Chips are becoming more reliable, but not necessarily because things don’t break or because there is more redundant circuitry. It’s getting much more complicated than that.
The definition of reliability hasn’t budged since the invention of the IC, but how to achieve it is starting to change.
In safety-critical systems, as well as in markets such as aerospace, demands for reliability are so rigorous that they often require redundant circuitry—and for good reason. A PanAmSat malfunction in 1998 caused by tin whisker growth wiped out pagers for 45 million users. In automobiles, recalls routinely cost hundreds of millions if not billions of dollars. And in consumer electronics, returns of malfunctioning devices can ruin a manufacturer’s reputation.
But not every device fails completely. In fact, reliability is becoming a more relative term because not every failure is total, and some can be restored—at least to a point. If e-mail fails, the phone is a total loss. But if it takes a half-second longer to download a message, it may not be noticeable to the user.
SoC makers have been building in self-repair circuitry in most devices for years for just this purpose. When something breaks, devices automatically reroute signals to some redundant circuitry, which usually falls under the category of margining. The problem with this approach is that too much margin affects power and performance at advanced nodes.
A less well-known approach, and one that is just beginning to be used, is to not fix everything. Instead, identifying the problem and understanding where it is may be enough. In a design with 2 billion transistors, the assumption is that not all of the transistors will work, and not all of them will work for the life of a device. Even in an eight-core processor, not all of the cores may function equally well. But that may not be as noticeable to a user as to an engineer with a workbench full of sophisticated tools.
“This is the difference between reliability and resiliency,” said Ruggero Castagnetti, distinguished engineer at LSI. “There is work being done at the university level on this right now. What’s happening at the advanced nodes is that you’re starting to see more area to do additional things at almost no cost, and at those nodes there is more stuff you can do that you might not have needed to do in the past to make the system more robust.”
He said the key shift in thinking is that if something goes wrong, it doesn’t necessarily have to be fixed—as long as it doesn’t hurt the system.
This in no way implies that electronics are becoming less reliable. In fact, the opposite is true.

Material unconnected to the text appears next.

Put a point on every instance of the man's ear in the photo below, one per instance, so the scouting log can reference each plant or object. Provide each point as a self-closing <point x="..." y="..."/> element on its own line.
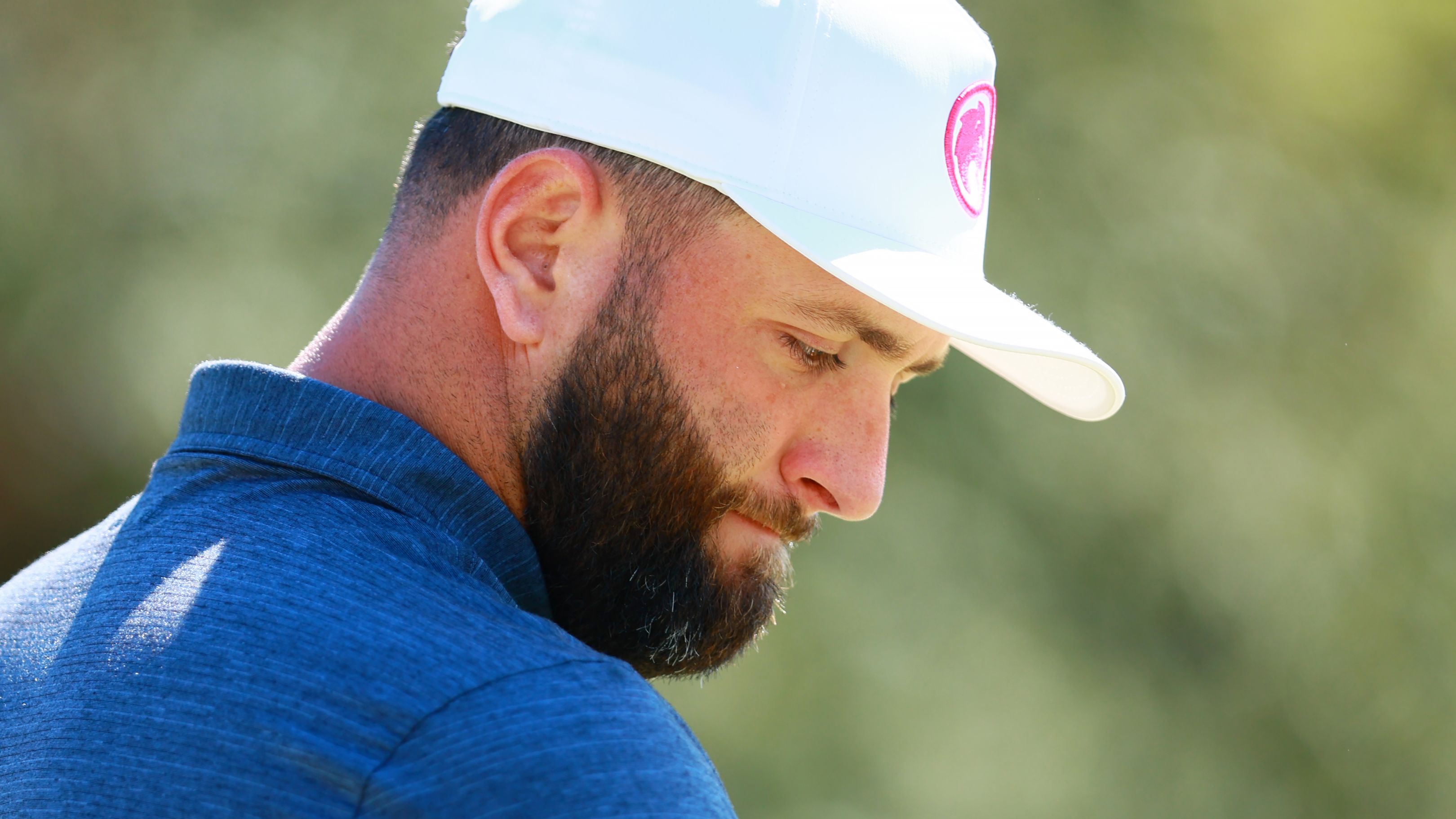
<point x="533" y="210"/>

They’re becoming far more reliable—usually painfully so for design teams.
“Reliability test coverage used to be 99.2%,” said Mike Gianfagna, vice president of marketing at eSilicon. “It’s now up to 99.8%. That’s much, much harder to achieve, but people are demanding it. It requires many more tests and more corner analysis.”

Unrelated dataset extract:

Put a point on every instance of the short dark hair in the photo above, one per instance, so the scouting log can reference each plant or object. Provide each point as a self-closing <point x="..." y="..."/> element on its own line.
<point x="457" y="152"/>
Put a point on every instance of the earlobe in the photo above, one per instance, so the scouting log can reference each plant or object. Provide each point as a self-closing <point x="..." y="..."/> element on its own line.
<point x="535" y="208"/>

Along with that better coverage, though, the methodology for dealing with circuit failures is changing.
“There are a lot of replicated engines on a die,” said Taher Madraswala, chief operating officer at Open-Silicon. “If there is a 16 x 16 array of processing units and three of the nodes don’t work, the software doesn’t recognize those. But there are still enough of them to do the work.”
That’s the key. Designs are expensive, but at advanced nodes there is plenty of silicon left to do interesting things. It’s not free, per se, but it is readily available. And in complex SoCs, there are enough processing units available so that when one fails, others can pick up the slack. Being able to utilize these extra cores or processors requires dynamic failover capabilities be programmed into the software—work that is definitely not trivial. But it has been proven to work already in solid-state drives, among other places, where wear-level functioning of the flash controller is a critical part of the design, said Ulrich Schoettmer, solution product manager at Advantest.

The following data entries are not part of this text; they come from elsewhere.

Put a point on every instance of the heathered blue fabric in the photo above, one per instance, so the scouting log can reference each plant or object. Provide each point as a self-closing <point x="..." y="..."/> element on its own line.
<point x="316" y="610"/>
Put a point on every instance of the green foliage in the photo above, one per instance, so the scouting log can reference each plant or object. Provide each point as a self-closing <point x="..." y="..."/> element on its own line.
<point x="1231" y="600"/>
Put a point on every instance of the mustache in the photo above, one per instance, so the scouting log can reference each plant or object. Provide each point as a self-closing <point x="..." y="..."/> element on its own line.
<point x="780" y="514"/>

“On the logic side it is very common place to grade microprocessors, GPUs, application processors and so forth via upfront fusing to deal with market ‘binning,’ as well as with functional defects, such as downgrading to smaller caches, or from a four-core unit to a two-core unit,” said Schoettmer. “A dynamic functional redundancy is not yet commonplace, but may come sooner or later.”
He noted that while processor makers have been dealing with these kinds of issues for years, they are now migrating out into the broader mobile market where margins are so tight that the budget for test and the demand for quality and reliability are falling out of sync.
He’s not alone in seeing a shift. Drew Wingard, CTO at Sonics, views the growth in transistors as essential to maintain reliability. “The underlying silicon is less reliable, which means you need more transistors just to achieve the same reliability. You may have not choice but to use extra transistors simply to detect problems. And errors are okay in some situations as long as you can find them. But what’s changed is that you’re not adding extra circuits necessarily to fix the problem. These are not parallel gates.”
Reliability over time
While hardware engineers think in terms of functionality, reliability is actually a measurement of functionality over time—and generally after a design is in use out in the real world. It’s up to the design teams to build a robust design, but just how robust it will be depends on a variety of factors ranging from individual use models and length of service to where devices are used. Tin whiskers have been a problem for mil/aero sectors, particularly in outer space, but zinc whiskers have caused damage inside climate-controlled data centers.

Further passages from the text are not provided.